This is what spiritual warfare looks like

This is what spiritual warfare looks like September 21, 2016

colin kaepernick kneeling

“If anyone among you wants to be my disciple, let him take up his cross and follow me.” There are so many bad interpretations of what Jesus means when he says that. But to the early church, it was clear. Taking up your cross meant refusing to offer sacrifices to Caesar and facing a death sentence as a result. The martyr Ignatius of Antioch would be horrified to learn that American Christians are excoriating a man for refusing to stand during what is blatantly the modern-day equivalent of offering sacrifices to Caesar. When Colin Kaepernick takes a knee, he is embodying precisely what taking up Jesus’ cross looks like in 21st century America.

This is what spiritual warfare looks like. There is not a more perfect gesture of Christian nonviolent resistance than to kneel while the lovers of empire stand. It makes a spectacle of our worldly powers. The foamy-mouthed anger that it provokes is God’s judgment against our empire. This is what cruciform authority looks like.

Many white Christians are infatuated with authority. The kind of authority we prefer is the kind that has worldly legitimacy in the form of a uniform and worldly power in the form of a gun. When Colin Kaepernick takes a knee, he judges our idolatry of worldly authority in precisely the same way that Jesus’ cross judged the Roman Empire’s authority.

I’m not saying that people with uniforms and guns can’t be Christian. I’m just saying that their uniforms and guns do not give them any authority in the kingdom of God. The cops and soldiers I know are actually some of the most humble people I’ve met. It’s the fawning groupies who worship uniforms and guns that have stopped being Christian.
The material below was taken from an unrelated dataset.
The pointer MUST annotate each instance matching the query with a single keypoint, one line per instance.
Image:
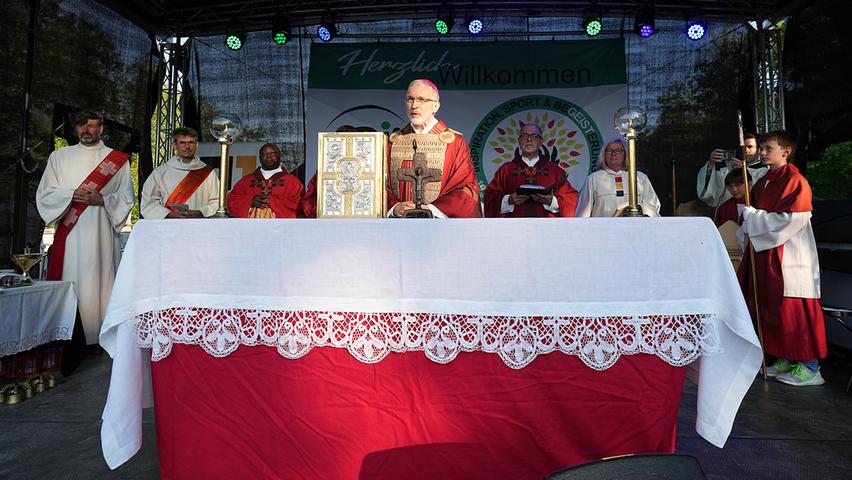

White supremacy is a deep cancer within the American church. It’s kind of like pancreatic cancer that gets to stage four before it’s detected. It has metastasized everywhere. The white church’s understanding of criminality, poverty, the common good, sexuality, and just about every other moral issue has been shaped decisively by white supremacist self-justification. We’ve lived through centuries of praying the prayer of the Pharisee in the temple: “I thank you God that I’m not like those violent thugs and welfare mamas and lazy deadbeat dads on the black side of town. I deserve everything you blessed me with because I worked hard in school and didn’t have premarital sex and avoided the wrong crowd.”

We are the ones who need to be defeated by God. We are the ones Jesus needs to save the world from. And the way the lamb of God will make war against us is through an army of kneeling protesters who drive us into hysteria by calling out our sin. Jesus’ cross is supposed to offend us in precisely the way that we’re offended when uppity black quarterbacks “disrespect” our sacred song of empire. If we’ve made his cross into a nifty formulaic consumer product like every other aspect of white middle-class life, then it no longer has the capacity to save us.

I don’t know about you, but Colin Kaepernick’s simple gesture makes me want to give myself more fully to the kingdom of God. I have no idea where he’s coming from religiously, but Jesus is using his left knee powerfully right now to rescue Christians from our perverse entanglement with white supremacist empire. We should all be taking a knee and repenting of our sin.